The benefits – to your family, the community, and the planet – of joining a CSA program are many. Through your membership, you are supporting local organic agriculture and actively pumping money back into your local economy. Organic farmers face many challenges and hardships in order to bring us quality produce, and this is a great way to thank them. At the same time, because you skip the assorted middlemen and costs involved in bringing produce to a grocery store, you can save a considerable amount of money!

While you’re saving money, you could also be doing your part to save the planet. According to the PA Department of Agriculture, the average vegetable travels nearly 1,500 miles from the farm to the grocery store before you even see it on display. That’s 27 times the mileage of foods purchased from local farms! Join a CSA, and not only will you be reducing your carbon footprint, but you’ll be limiting the amount of money that goes into the pockets of Big Oil. We all like that!

Much shorter travel times mean that your fruits and vegetables will last longer in the fridge. How many times have you been forced to throw away partially-consumed bags of salad because the vegetables spoiled after only two or three days in your fridge? We receive a large amount of produce every two weeks (enough to fill two large crisper drawers and one shelf in the fridge). Many of our veggies have lasted us up to three weeks without special handling or packaging! Try that with supermarket produce.

And speaking of supermarket items, have you noticed how bland and insipid fruits and veggies have gotten in the past years? Many people remember growing up with sweet, juicy strawberries and plump, flavorful tomatoes. Now, all you get are crunchy, dry, flavorless foods with reduced nutritional value, wax coatings, and elevated prices. These fruits and vegetables have been picked while still unripe, resulting in lower nutritional values, and impaired flavor and texture. Taste a strawberry from a CSA or a farmer’s market and I guarantee that you will NEVER buy grocery store produce again!

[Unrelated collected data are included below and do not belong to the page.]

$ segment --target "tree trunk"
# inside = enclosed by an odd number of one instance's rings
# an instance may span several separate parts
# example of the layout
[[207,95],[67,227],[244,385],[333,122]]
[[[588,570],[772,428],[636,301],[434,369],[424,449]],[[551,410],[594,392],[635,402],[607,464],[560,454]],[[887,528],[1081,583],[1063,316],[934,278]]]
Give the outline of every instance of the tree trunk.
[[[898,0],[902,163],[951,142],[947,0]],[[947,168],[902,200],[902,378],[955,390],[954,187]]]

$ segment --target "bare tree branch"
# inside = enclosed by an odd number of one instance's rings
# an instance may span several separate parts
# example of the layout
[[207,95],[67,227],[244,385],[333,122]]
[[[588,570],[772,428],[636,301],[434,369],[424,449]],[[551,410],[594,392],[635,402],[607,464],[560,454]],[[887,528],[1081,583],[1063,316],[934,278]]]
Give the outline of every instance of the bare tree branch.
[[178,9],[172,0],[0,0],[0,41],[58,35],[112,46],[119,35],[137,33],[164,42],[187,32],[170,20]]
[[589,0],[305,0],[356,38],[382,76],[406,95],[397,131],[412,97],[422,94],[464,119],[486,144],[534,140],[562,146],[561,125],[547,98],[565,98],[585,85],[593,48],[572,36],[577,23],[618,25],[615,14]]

Now, let’s face it, if you feed your family fruits and vegetables, it’s with their health in mind, right? Well, if you buy your produce in the supermarket, you might be surprised to see these statistics:

Reviewing 41 published studies comparing the nutritional value of organically grown and conventionally grown fruits, vegetables and grains, certified nutrition specialist Virginia Worthington has concluded that there are significantly more of several nutrients in organic crops. These include: 27% more vitamin C, 21.1% more iron, 29.3% more magnesium, and 13.6% more phosphorus. In addition, organic products had 15.1% less nitrates than their conventional counterparts.

See the complete article here.

And finally, there’s the fun of receiving a bunch of unexpected items, and creating or researching great recipes to bring the flavors to life! Yesterday, it was so hot in San Diego that I decided to make a cold dinner. I combined cucumbers, heirloom tomatoes, basil, and red onions with a generous squeeze of lemon, a dash of extra virgin olive oil, and a sprinkling of salt and coarsely-ground pepper. This salad accompanied a mixture of quinoa, lentils, parsley, and radishes. Hummus and pita bread rounded out this well-balanced vegetarian meal. It was ready in less than 30 minutes, and I only dirtied two bowls in the process! Who says healthy cooking has to be laborious and time-consuming???